Operation is the working phase. Both parties respect negotiated capabilities—clients can only use what servers declared, and vice versa.
Shutdown terminates the connection cleanly. For stdio transport, the client closes the input stream and waits for the server to exit. For HTTP transport, the client sends an HTTP DELETE with the session identifier.
The lifecycle ensures both parties agree on capabilities before real work begins.
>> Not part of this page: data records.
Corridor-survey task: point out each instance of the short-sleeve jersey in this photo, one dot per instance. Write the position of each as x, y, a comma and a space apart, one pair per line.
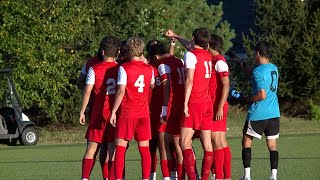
172, 68
137, 76
156, 93
220, 69
265, 76
201, 61
103, 76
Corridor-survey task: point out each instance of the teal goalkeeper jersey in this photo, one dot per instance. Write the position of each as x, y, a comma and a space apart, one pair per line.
265, 76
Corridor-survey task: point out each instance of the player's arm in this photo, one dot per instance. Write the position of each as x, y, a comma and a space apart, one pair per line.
86, 95
185, 43
152, 80
122, 83
81, 81
164, 71
261, 85
190, 61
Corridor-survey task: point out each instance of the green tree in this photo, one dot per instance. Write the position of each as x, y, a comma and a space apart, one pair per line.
293, 28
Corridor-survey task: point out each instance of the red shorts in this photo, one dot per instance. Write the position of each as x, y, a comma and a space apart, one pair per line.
99, 130
200, 116
139, 128
220, 125
175, 118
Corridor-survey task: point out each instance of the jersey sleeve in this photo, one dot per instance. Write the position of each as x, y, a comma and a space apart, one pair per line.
258, 78
164, 70
91, 76
122, 76
83, 69
190, 60
222, 68
152, 78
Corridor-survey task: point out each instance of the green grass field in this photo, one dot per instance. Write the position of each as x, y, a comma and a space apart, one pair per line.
299, 159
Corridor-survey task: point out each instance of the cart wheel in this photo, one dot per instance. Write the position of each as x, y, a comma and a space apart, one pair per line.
29, 136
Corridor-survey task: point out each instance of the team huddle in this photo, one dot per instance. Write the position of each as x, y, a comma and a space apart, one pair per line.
164, 103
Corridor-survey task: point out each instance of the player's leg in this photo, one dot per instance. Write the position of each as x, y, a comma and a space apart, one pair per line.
246, 154
164, 163
227, 157
272, 134
103, 158
178, 151
145, 158
154, 159
121, 147
187, 152
205, 136
142, 135
218, 154
89, 159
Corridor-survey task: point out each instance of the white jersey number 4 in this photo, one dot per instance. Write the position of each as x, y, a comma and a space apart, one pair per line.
140, 83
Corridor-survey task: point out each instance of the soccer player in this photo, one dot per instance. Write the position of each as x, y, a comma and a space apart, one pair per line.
197, 104
263, 114
219, 90
154, 48
134, 80
172, 75
101, 79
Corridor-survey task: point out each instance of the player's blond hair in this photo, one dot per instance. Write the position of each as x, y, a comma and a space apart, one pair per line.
134, 47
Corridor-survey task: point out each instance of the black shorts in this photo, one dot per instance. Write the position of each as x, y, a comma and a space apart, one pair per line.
270, 128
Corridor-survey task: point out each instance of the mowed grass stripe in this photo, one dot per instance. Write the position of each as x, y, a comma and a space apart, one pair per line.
299, 159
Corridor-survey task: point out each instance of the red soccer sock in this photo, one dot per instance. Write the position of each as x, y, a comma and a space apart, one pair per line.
119, 161
154, 161
227, 163
111, 170
218, 163
181, 172
206, 165
165, 168
188, 162
87, 165
145, 161
105, 170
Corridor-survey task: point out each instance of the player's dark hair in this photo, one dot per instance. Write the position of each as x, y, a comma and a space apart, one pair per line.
216, 43
264, 49
201, 37
123, 55
110, 45
154, 47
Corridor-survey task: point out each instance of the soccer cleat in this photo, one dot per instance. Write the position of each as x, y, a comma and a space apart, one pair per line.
242, 178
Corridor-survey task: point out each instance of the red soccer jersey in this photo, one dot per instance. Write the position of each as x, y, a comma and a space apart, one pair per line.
172, 68
200, 61
156, 94
103, 75
220, 69
137, 76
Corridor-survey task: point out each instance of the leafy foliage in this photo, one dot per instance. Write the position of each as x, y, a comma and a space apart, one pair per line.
47, 41
293, 28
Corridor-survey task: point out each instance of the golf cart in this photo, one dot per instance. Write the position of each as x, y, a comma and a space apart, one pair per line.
14, 125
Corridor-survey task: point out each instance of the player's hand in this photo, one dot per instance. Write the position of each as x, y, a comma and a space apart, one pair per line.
186, 110
163, 115
219, 115
113, 119
82, 119
170, 33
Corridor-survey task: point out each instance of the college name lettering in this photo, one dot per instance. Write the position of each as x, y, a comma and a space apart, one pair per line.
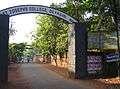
36, 9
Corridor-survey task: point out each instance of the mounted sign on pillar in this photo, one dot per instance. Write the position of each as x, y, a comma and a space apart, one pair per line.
4, 36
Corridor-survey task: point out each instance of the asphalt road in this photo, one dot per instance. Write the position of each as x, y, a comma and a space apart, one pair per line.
42, 78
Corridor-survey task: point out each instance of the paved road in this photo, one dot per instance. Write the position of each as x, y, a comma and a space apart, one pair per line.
42, 78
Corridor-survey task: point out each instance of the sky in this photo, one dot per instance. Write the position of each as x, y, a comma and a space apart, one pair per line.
24, 24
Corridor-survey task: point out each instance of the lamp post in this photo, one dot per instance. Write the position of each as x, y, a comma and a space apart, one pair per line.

A server that does not declare resources never receives resources/read requests.
A client that does not declare sampling never receives sampling requests.
Primitive interactions in practice
An agent fixing a database performance issue might work like this:
- Query available tools (
tools/list)—findsexplain_queryandexecute_query. - Application fetches the slow query from logs (resource, application-controlled).
- Agent calls
explain_queryon the problematic SQL (tool, model-controlled). - Server asks the LLM to summarize the execution plan in plain English (sampling).
- Agent reads table schema (resource) to check indexes.
- Agent calls
execute_querywith an optimized version.
Tools execute. Resources inform. Sampling borrows LLM capabilities. The protocol ties it together.